At present, a lifetime hardly suffices for a prince to create a fleet capable of appearing before a power which already rules the sea. It is perhaps the only thing that money alone cannot do. And if, in our day, a great prince immediately succeeds at it [16], others have learned from experience that his example is more to be admired than followed [17].
The Second Punic War is so famous that everybody knows it. When we carefully examine the multitude of obstacles confronting Hannibal, all of which this extraordinary man surmounted, we have before us the finest spectacle presented by antiquity.

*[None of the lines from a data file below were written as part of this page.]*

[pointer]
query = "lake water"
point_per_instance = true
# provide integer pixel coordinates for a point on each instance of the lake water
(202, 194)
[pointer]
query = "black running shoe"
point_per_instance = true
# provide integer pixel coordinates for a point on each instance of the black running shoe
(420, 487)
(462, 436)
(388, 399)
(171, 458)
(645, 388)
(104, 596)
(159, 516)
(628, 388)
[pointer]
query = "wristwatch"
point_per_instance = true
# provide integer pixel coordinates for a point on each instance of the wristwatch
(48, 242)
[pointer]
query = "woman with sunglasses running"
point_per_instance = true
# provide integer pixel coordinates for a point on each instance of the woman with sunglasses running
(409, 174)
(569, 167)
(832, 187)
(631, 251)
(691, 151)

Rome was a marvel of constancy. After the battles of Ticinus, Trebia, and Lake Trasimene, after Cannae more dismal still, abandoned by almost all the peoples of Italy, it did not sue for peace. The reason is that the senate never departed from its old maxims [a]. It dealt with Hannibal as it had previously dealt with Pyrrhus, with whom it had refused to make any accommodation so long as he remained in Italy. And I find in Dionysius of Halicarnassus [18] that, at the time of the negotiation with Coriolanus, the senate declared that it would not violate its old practices, that the Roman people could not make peace while enemies were on its soil, but that, if the Voiscians withdrew, their just demands would be met.
Rome was saved by the strength of its institutions. After the battle of Cannae not even the women were permitted to shed tears. The senate refused to ransom the prisoners, and sent the miserable remains of the army to make war in Sicily, without pay or any military honor, until such time as Hannibal was expelled from Italy.
In another instance, the consul Terentius Varro had fled shamefully to Venusia [b]. This man, who was of the lowest birth, had been elevated to the consulate only to mortify the nobility. But the senate did not wish to enjoy this unhappy triumph. Seeing how necessary it was on this occasion to win the confidence of the people, it went before Varro and thanked him for not having despaired of the republic.
Usually it is not the real loss sustained in battle (such as that of several thousands of men) which proves fatal to a state, but the imagined loss and the discouragement, which deprive it of the very strength fortune had left it.
There are things that everybody says because they were once said [c]. People believe that Hannibal made a signal error in not having laid siege to Rome after the battle of Cannae. It is true that at first the terror in Rome was extreme, but the consternation of a warlike people, which almost always turns into courage, is different from that of a vile populace, which senses only its weakness. A proof that Hannibal would not have succeeded is that the Romans were still able to send assistance everywhere.
People say further that Hannibal made a great mistake in leading his army to Capua, where it grew soft. But they fail to see that they stop short of the true cause. Would not the soldiers of his army have found Capua everywhere, having become rich after so many victories? On a similar occasion, Alexander, who was commanding his own subjects, made use of an expedient that Hannibal, who had only mercenary troops, could not use. He had the baggage of his soldiers set on fire, and burned all their riches and his too. We are told that Kuli Khan [d], after his conquest of India, left each soldier with only a hundred rupees of silver [19].
It was Hannibal's conquests themselves that began to change the fortunes of this war. He had not been sent to Italy by the magistrates of Carthage; he received very little help, whether because of the jealousy of one party or the overconfidence of the other. While he retained his whole army, he defeated the Romans. But when he had to put garrisons in the cities, defend his allies, besiege strongholds or prevent them from being besieged, his forces were found to be too small, and he lost a large part of his army piecemeal. Conquests are easy to make, because they are made with all one's forces; they are difficult to preserve because they are defended with only a part of one's forces.